One of the things I've missed from home so far are the fall mountain bike rides.  Well, a few days ago, Cisco, Amir and I actually got some great singletrack biking here in Israel around Mt. Carmel.  I really enjoyed it, and though the bike I had wasn't quite as good as my ride back home, the views of the Mediterranean made up for it.

So many sites to see in Israel, it's quite overwhelming.  We made a trip to Nazareth and Galilee to see many New Testament sites.  Although, it's somewhat odd to match these places to their respective events in the Bible.  Such as the church that commemorates Jesus' feeding of the five thousand with five loaves and two fishes.  There's actually a rock in the church, where, legend has it, the food was placed.  This miracle actually occurs twice in the Bible (in the other occurrence the number fed is 4,000, but with seven loaves and two fish).  Why repeat the same miracle?  Why not feed the multitudes with one loaf and one fish?

Above the Church of the Bread and the Fish is the traditional site of the Sermon on the Mount.  The church on top of the mount was funded by...Mussolini!  Blessed are the light in wallet, for they shall receive help from the Axis.

Next, we made our way to Jerusalem, which I've looked forward to more than any place in the Middle East.  We stayed in the Old City, which is inhabited mostly by Arabs, but militarily controlled by Israel.  The city itself is very small, about one square kilometer.  Apparently, the Old City isn't very safe at night, but I never felt uncomfortable.  The young Israeli girls carrying automatic rifles put me at ease.  Outside the walls in the New City, there actually is quite the nightlife on street-side cafes.

One site we didn't get to see after three tries: the Dome of the Rock,  the most famous spot in all of Jerusalem.  However, we did see many other amazing sites.  What's particularly intriguing are the religious pilgrims from all over the world.  Almost all of them on tour buses, these groups march from site to site, touching these areas and relics as if they hold divine power.  It's incredibly difficult for me not to scoff at this, as a cursory reading of the New Testament points to Jesus detesting this type of behavior.

Today, Cisco and I made our way into the West Bank to see Bethlehem and the Church of the Nativity.  We passed through the checkpoint and to the other side of the wall, which has been built by Israel over the last few years.  Security was pretty tight, but not quite what I expected.  Tour groups go into the city as well, but the 25 foot high walls are quite imposing.  Inside, taxi drivers try to rip us off.  One younger man quotes 300 shekels to Manger Square.  Cisco gets one guy down to 80 shekels, which he is ready to accept, but it is still incredibly expensive, as it's only a little over a mile.  Eventually, we get a ride for ten shekels.  Later, when we return, the guy who almost had us at 80 shekels tells Cisco that he is a gentleman, but that I am nothing of the sort (as I refused to pay that much).  He was one of about three Palestinian men there, and we laughed about that and shook hands, and talked for quite awhile.

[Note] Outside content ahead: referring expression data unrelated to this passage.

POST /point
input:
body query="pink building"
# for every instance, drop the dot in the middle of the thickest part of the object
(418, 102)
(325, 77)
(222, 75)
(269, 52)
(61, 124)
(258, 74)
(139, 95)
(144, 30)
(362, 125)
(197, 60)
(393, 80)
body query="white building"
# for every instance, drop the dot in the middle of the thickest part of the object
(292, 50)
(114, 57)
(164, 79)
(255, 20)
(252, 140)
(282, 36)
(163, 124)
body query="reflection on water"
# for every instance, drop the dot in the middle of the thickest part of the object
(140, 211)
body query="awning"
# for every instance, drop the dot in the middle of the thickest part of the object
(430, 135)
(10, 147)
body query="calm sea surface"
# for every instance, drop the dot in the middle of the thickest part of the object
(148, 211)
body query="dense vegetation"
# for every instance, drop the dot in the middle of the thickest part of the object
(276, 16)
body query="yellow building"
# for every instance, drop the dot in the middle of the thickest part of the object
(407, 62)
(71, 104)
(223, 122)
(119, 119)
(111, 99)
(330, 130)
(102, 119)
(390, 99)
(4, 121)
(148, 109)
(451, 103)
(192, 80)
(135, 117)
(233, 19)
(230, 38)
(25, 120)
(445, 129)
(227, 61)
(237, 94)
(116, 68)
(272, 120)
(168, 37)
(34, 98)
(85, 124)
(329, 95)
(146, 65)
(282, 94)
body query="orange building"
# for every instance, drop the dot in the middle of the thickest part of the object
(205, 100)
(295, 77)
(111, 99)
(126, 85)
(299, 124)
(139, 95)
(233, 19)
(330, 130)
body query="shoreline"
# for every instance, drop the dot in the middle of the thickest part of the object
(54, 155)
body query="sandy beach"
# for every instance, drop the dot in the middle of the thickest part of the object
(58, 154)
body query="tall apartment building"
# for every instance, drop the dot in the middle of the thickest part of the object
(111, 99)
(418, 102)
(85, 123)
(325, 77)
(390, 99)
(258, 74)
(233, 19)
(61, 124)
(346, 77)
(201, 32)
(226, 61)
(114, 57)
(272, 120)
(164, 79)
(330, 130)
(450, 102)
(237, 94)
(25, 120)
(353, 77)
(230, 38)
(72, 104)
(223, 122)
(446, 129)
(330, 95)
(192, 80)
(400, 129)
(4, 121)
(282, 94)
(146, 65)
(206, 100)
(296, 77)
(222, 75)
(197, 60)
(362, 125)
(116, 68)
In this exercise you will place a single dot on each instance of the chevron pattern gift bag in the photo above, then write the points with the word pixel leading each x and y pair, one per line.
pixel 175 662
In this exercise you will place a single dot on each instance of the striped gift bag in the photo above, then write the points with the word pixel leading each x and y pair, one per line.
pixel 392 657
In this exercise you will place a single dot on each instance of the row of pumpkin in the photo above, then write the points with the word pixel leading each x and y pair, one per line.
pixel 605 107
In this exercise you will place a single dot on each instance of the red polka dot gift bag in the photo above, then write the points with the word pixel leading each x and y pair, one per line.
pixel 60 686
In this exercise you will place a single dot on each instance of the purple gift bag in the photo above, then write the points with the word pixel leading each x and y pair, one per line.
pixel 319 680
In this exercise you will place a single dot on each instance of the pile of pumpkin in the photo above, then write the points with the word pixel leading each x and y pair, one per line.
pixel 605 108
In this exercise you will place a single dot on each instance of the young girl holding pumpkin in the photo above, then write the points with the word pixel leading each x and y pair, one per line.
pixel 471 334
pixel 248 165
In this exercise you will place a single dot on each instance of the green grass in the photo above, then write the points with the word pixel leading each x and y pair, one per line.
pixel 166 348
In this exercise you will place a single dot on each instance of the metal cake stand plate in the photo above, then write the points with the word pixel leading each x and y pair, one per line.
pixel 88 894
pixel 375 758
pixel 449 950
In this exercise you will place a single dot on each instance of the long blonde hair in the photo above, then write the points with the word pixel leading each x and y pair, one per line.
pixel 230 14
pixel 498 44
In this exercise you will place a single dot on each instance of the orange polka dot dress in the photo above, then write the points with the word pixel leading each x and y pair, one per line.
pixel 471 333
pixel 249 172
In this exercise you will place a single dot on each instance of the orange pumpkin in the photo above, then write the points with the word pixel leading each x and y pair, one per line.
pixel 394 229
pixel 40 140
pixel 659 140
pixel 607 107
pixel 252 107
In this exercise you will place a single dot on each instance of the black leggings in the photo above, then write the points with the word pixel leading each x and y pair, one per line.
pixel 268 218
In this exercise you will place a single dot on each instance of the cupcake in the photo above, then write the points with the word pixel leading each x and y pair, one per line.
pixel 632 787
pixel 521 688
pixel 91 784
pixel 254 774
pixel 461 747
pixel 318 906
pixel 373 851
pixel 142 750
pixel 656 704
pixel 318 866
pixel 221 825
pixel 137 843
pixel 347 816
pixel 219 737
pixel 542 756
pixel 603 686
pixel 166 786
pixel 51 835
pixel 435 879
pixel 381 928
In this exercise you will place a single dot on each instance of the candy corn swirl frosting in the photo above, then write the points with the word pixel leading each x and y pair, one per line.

Other sites in Jerusalem from the Bible: Gethsemane, Mount of Olives, Golgotha (in the Church of the Holy Sepulcher), Via Dolorosa (path Jesus took while carrying the cross, original paving stones), and the Church of the Pater Noster (site of the Lord's Prayer, displayed in over 100 languages).

One word: unbelievable!  My highest recommendation for Jerusalem, even if not religious.